De quoi le curating est-il le nom?
‘De quoi le curating est-il le nom? Métamorphoses d'une pratique dans le champ d'exposition’ is published by La Lettre volée. This new essay by Julie Bawin is the fruit of a reflection on the exhibition and its players, on the museum and the role played by artists in particular, and on the way in which the curatorial offer is constantly being renewed.
Over the last fifteen years or so, the word ‘curating’ has become a particularly fashionable code word in the world of contemporary art exhibitions. But what practices does it refer to exactly, and why has this Anglicism come to supplant the term ‘commissariat’ in the French language? Answering these questions is not simply a matter of highlighting the role played by artists, museum curators, authors and exhibition ‘makers’ in the revival of the exhibition field from the 1960s-1970s onwards. The idea behind this book is that curating, far from being a recent phenomenon, relates to earlier and successive (r)evolutions, both in the field of hanging and scenography and in the professional and institutional sphere in which exhibition organisers operate. Since the mid-nineteenth century, curatorial activity has passed into the hands of an ever-increasing number of protagonists, and now oscillates between hyper-professionalisation and increasingly tangible deprofessionalisation. In fact, it would seem that nowadays the profession - recognised as such - is within the reach of everyone, and in particular of those whom the author calls ‘curatorial outsiders’.
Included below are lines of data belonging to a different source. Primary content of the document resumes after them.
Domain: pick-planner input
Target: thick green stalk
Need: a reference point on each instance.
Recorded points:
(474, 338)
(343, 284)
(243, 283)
Professor of contemporary art history at the University of Liège. Her publications include "L'Artiste commissaire. Entre posture critique, jeu créatif et valeur ajoutée" (Éditions des archives contemporaines , 2014), "Art public et controverses. XIXe-XXIe siècles (CNRS Éditions, 2024) and, with François Mairesse, "L'Artiste et le Musée" (Culture & Musées, Actes Sud, 2016). Since 2017, she has directed the Musée d'art contemporain en plein air du Sart Tilman in Liège.